Tingkat kepercayaan hotspot terbagi menjadi 3 skala. Skala rendah memiliki rentang 0 - 29, skala sedang 30 - 79, dan skala tinggi 80 - 100. Semakin tinggi tingkat kepercayaan hotspot, semakin tinggi juga kemungkinan wilayah tertentu terjadi kebakaran hutan dan lahan.
(Baca: 10 Negara dengan Gempa Bumi Terbanyak 2023, Indonesia Pertama)
Titik panas terdeteksi paling banyak berada di Sulawesi Tenggara sebanyak 32 titik. Nusa Tenggara Barat menempati posisi kedua jumlah titik panas terbanyak dengan 18 titik. Nusa Tenggara Timur berada di posisi ketiga sebanyak 16 titik panas.

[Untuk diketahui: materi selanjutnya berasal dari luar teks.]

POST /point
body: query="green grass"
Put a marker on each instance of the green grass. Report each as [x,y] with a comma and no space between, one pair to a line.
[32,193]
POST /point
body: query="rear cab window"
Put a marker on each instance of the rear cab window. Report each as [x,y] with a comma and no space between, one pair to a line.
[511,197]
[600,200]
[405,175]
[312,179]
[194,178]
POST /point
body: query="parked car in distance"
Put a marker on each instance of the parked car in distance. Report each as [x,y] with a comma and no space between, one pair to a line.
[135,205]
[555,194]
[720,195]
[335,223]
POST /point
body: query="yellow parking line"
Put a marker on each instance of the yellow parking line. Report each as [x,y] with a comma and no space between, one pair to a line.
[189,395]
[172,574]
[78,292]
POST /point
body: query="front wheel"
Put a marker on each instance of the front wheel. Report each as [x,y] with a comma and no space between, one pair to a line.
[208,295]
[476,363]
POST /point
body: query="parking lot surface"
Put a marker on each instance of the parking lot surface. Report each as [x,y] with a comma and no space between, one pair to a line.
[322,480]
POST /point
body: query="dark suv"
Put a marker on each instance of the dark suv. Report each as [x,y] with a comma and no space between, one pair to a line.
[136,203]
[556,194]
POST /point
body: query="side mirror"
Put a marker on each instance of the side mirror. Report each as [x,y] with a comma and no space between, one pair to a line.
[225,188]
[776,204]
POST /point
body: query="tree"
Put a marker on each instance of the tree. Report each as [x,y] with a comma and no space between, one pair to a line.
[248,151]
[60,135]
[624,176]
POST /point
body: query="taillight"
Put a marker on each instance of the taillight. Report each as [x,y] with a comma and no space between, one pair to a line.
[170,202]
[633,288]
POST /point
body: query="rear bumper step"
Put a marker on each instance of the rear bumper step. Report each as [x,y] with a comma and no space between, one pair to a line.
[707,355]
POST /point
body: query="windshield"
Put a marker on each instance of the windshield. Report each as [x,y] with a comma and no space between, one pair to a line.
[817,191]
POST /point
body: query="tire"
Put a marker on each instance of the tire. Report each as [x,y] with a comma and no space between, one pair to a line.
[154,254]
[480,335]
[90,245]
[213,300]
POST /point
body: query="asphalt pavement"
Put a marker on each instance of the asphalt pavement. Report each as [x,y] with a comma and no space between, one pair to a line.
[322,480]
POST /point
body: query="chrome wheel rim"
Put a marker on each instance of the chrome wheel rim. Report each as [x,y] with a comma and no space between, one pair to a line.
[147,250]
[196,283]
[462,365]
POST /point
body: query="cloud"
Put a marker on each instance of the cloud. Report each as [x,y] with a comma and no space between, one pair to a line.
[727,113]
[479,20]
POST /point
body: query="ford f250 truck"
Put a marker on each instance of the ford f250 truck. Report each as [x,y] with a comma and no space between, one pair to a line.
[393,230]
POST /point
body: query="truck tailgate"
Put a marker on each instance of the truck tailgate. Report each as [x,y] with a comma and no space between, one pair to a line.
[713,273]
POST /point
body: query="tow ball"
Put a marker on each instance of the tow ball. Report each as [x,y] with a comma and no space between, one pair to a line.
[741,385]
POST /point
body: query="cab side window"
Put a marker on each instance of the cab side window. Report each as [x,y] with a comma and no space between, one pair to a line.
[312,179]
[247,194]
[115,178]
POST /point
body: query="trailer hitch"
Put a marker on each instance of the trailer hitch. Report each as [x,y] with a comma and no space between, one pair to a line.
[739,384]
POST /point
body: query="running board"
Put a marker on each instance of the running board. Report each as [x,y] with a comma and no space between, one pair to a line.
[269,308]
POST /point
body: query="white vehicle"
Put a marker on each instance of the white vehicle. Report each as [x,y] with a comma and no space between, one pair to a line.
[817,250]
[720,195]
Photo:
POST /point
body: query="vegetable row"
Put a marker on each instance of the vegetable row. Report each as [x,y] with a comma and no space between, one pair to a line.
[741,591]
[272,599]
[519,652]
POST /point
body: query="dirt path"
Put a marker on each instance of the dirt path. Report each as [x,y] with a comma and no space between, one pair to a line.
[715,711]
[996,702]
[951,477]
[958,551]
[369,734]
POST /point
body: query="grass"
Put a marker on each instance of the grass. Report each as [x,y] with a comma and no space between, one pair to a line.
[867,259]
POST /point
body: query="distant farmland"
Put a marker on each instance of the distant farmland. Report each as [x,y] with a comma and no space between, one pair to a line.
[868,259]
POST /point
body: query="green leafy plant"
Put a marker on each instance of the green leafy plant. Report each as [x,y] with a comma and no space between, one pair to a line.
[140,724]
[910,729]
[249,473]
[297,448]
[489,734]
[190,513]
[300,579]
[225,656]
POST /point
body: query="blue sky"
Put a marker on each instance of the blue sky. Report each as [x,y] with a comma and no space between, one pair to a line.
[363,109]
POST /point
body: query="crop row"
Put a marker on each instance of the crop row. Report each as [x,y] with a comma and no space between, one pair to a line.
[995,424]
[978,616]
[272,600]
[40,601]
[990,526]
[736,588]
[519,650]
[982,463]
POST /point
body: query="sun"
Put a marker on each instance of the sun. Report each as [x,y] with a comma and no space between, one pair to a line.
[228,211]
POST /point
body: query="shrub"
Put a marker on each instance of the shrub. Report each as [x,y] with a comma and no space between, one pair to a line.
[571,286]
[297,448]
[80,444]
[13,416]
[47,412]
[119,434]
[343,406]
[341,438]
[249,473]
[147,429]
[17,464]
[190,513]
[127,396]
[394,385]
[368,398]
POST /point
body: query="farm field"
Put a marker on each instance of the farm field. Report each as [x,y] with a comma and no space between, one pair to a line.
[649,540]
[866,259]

Sebanyak 12 titik panas terdeteksi di Sulawesi Tengah, Maluku menyusul dengan 10 titik panas, serta Papua Barat dan Sulawesi Selatan masing-masing memiliki 10 dan 8 titik panas terdeteksi.
Titik panas merupakan titik koordinat suatu daerah yang memiliki temperatur permukaan lebih tinggi dibandingkan sekitarnya, dan bukan jumlah kejadian kebakaran hutan dan lahan.
Namun, banyaknya jumlah titik panas dan bergerombol pada suatu wilayah mengindikasikan adanya kejadian kebakaran hutan dan lahan. Artinya, data titik panas hasil deteksi satelit penginderaan jauh masih paling efektif dalam memantau kebakaran hutan dan lahan untuk wilayah yang luas.
(Baca: Gempa Bumi Berkekuatan 4.5 M Guncang 14 Km Utara Dari San Carlos,)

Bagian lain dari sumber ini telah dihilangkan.